Xavier Guilbert : Est-ce que ça ne t’ajoutait pas aussi de la pression ? Là où Stretch & Bobbito étaient des activistes qui travaillaient à promouvoir une scène émergente, tu arrives après coup sur une culture existante, qui concerne beaucoup de personnes. C’est super d’obtenir ce genre de légitimité et de voir ton travail largement partagé, mais cela peut être aussi intimidant de savoir qu’il y a désormais beaucoup d’attentes, et qu’il ne faut pas décevoir…
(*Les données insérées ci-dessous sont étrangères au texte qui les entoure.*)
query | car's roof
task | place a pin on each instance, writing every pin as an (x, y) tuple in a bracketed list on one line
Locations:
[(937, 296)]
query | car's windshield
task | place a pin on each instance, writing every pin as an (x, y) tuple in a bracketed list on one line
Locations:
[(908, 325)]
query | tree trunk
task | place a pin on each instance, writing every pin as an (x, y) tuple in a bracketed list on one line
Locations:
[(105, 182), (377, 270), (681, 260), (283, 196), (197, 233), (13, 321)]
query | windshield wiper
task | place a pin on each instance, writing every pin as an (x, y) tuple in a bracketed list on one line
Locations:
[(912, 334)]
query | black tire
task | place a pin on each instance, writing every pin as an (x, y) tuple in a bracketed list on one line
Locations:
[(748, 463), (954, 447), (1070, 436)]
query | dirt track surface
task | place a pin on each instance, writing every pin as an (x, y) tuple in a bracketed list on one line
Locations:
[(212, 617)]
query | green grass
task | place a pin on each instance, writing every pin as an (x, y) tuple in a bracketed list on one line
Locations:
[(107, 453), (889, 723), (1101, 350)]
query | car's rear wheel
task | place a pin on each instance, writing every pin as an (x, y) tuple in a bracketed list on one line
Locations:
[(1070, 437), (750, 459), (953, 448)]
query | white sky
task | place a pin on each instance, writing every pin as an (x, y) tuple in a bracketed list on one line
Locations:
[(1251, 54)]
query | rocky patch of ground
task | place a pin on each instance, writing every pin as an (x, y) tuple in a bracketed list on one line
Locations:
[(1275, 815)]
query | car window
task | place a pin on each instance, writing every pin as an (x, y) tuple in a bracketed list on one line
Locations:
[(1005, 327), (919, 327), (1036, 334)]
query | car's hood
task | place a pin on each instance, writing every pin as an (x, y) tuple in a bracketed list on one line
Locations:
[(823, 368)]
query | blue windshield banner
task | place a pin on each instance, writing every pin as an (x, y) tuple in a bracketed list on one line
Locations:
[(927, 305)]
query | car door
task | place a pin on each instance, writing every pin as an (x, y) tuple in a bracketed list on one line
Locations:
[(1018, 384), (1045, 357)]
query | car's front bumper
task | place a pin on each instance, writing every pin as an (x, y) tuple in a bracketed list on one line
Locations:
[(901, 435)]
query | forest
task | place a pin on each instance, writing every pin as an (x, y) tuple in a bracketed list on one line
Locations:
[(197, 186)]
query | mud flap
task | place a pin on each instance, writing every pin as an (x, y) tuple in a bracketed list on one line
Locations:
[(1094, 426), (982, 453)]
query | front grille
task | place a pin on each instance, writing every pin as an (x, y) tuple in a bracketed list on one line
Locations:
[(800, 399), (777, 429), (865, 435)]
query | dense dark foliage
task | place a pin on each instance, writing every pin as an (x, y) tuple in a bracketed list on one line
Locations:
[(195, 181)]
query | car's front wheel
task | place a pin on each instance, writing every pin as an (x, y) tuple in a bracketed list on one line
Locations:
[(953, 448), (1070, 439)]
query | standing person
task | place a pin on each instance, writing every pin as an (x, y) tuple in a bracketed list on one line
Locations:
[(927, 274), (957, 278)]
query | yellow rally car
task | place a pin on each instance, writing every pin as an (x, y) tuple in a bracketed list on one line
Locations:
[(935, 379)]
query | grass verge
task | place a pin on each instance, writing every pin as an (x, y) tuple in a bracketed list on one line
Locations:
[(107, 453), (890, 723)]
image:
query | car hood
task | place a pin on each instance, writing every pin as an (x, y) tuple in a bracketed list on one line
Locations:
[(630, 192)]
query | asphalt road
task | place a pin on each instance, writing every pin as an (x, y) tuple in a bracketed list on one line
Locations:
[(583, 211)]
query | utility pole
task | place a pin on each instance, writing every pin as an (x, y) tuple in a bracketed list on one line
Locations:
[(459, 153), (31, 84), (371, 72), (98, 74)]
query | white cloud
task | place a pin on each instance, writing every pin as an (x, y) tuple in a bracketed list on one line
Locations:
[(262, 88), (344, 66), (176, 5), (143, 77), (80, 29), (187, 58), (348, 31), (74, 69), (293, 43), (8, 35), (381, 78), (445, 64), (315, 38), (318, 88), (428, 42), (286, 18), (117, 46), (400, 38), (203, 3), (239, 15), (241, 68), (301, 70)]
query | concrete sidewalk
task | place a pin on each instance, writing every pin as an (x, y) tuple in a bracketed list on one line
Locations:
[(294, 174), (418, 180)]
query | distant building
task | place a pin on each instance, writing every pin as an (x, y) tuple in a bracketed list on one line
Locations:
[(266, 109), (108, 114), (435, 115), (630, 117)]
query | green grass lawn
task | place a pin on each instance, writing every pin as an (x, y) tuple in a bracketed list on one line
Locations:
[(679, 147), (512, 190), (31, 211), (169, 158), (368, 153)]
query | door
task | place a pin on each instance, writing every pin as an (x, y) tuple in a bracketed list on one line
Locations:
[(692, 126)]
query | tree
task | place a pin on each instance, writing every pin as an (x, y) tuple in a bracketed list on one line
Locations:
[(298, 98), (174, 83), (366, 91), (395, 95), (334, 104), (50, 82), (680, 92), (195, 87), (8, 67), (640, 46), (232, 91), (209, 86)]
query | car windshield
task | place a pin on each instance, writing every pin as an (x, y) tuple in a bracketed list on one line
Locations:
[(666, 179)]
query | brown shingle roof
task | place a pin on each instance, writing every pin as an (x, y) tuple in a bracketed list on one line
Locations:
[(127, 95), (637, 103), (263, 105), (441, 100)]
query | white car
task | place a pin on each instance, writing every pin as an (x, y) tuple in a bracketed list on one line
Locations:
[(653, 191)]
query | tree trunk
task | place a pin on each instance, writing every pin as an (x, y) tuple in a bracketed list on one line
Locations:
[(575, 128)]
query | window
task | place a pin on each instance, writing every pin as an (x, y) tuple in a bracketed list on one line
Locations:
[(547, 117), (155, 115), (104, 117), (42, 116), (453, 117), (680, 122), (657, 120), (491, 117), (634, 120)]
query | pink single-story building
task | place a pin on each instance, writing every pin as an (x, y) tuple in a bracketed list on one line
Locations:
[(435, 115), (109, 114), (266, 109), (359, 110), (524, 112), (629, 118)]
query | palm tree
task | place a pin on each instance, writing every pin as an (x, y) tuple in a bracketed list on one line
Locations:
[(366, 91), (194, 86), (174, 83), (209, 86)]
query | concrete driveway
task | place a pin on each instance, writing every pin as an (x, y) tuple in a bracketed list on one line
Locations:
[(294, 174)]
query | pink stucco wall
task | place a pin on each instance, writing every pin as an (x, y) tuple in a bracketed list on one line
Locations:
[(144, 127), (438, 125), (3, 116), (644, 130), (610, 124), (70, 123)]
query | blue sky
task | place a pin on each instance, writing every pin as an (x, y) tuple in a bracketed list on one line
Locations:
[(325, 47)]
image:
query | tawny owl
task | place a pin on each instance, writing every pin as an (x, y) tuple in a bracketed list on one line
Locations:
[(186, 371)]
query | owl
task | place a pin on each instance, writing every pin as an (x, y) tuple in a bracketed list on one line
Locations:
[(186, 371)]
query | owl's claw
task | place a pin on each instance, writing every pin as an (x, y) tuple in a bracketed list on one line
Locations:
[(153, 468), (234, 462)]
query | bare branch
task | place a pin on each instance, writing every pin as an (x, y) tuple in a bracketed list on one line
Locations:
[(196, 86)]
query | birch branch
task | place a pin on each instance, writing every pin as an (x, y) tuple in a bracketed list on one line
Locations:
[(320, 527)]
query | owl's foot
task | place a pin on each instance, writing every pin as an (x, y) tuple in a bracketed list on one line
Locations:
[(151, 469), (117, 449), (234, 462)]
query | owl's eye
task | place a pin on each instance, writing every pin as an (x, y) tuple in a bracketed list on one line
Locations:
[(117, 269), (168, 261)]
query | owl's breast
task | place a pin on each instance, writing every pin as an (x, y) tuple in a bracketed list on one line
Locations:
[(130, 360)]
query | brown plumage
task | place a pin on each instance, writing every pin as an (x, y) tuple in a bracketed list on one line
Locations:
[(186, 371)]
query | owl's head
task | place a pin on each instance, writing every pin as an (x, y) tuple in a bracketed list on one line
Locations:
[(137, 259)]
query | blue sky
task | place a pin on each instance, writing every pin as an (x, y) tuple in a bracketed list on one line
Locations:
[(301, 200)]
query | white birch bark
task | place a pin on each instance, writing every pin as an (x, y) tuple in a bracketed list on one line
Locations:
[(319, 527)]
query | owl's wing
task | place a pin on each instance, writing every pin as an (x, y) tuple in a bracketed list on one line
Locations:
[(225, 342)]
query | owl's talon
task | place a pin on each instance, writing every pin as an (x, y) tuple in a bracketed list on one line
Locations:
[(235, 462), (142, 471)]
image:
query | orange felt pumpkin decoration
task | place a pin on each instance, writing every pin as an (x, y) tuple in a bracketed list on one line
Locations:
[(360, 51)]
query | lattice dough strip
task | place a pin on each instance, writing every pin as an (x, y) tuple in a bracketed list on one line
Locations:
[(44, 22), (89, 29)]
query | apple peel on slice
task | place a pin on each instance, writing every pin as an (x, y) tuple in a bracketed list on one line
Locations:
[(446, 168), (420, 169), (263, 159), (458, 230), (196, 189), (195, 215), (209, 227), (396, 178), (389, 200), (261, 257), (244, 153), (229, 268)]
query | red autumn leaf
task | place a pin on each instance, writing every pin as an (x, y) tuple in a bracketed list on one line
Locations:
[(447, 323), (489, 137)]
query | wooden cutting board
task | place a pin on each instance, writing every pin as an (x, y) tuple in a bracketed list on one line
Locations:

Ed Piskor : Il y a sans aucun doute de la pression. Je suis personnellement très dur avec moi-même. D’arriver à être aussi largement lu, presque instantanément, avec ma personnalité — j’ai été encore plus dur avec moi-même. Parce que je ressentais une responsabilité. Tu ressens une responsabilité. Tu sais, je raconte et j’évoque les vies de personnes réelles. Et tu ne veux pas te tromper. Quand le strip a gagné en popularité, j’ai commencé à me rendre compte que — quand j’ai commencé la série, j’avais 29 ans ou peut-être 30, et c’était l’âge idéal pour commencer ce genre de projet. parce que je reçois, assez régulièrement, des coups de téléphones de rappeurs. Et si j’avais eu 21 ans, ils m’auraient embobiné tellement facilement, mon pote. Parce que les trucs que j’entends dire régulièrement, à mon sens, n’ont rien à voir avec la réalité en dehors de leur vision des choses. Tu sais, comme — et c’est un peu la manière dont fonctionne le hip hop : tu es censé te motiver à mort, et on attend que tu détruises tes ennemis, verbalement ou autrement, et c’est exactement ce à quoi j’étais confronté. « Oh, tu ne le sais pas, mais j’ai inventé le scratch, et puis j’ai fait ça » — et moi de répondre, « tu sais, on vit sur une planète où il y a presque sept milliards d’habitants, est-ce qu’il y a quelqu’un d’autre sur le globe qui soutiendrait ta version de ce que tu essaies de me faire croire ? » Et très souvent, ce n’est pas le cas. Mais je ressens beaucoup de responsabilité à l’égard de mes lecteurs. Il suffirait qu’un seul rappeur important dise du mal de la série, et tout disparaît. Cela ne s’est pas produit, ce n’est pas encore arrivé, et je ne pense pas que ça arrivera. Parce que si c’est le cas, j’ai l’artillerie lourde de toute la documentation sur laquelle je me suis basé, et je me contenterais de la fournir. Du genre : « oh, ce n’est pas vrai ? eh bien, tu l’as dit là, tu sais ? tu as dit que tu avais fait ça dans le magazine Source, en 1983, alors, qu’est-ce que tu en dis ? » Tu vois ? Mais j’ai cette responsabilité, je veux que la série soit aussi bonne que possible, aussi authentique que possible, et si je parle de quelque chose comme étant arrivé et qu’il se trouve que j’ai totalement tort, tout ça disparaît.

[Entretien réalisé en public le 28 janvier 2017, dans le cadre du Festival d’Angoulême.]

Notes

  1. Dans le feu de l’action, Ed réalise un amalgame amusant entre les deux appellations du groupe en question : « Disco Dave and the Force of the 5MCs » et « The Crash Crew ».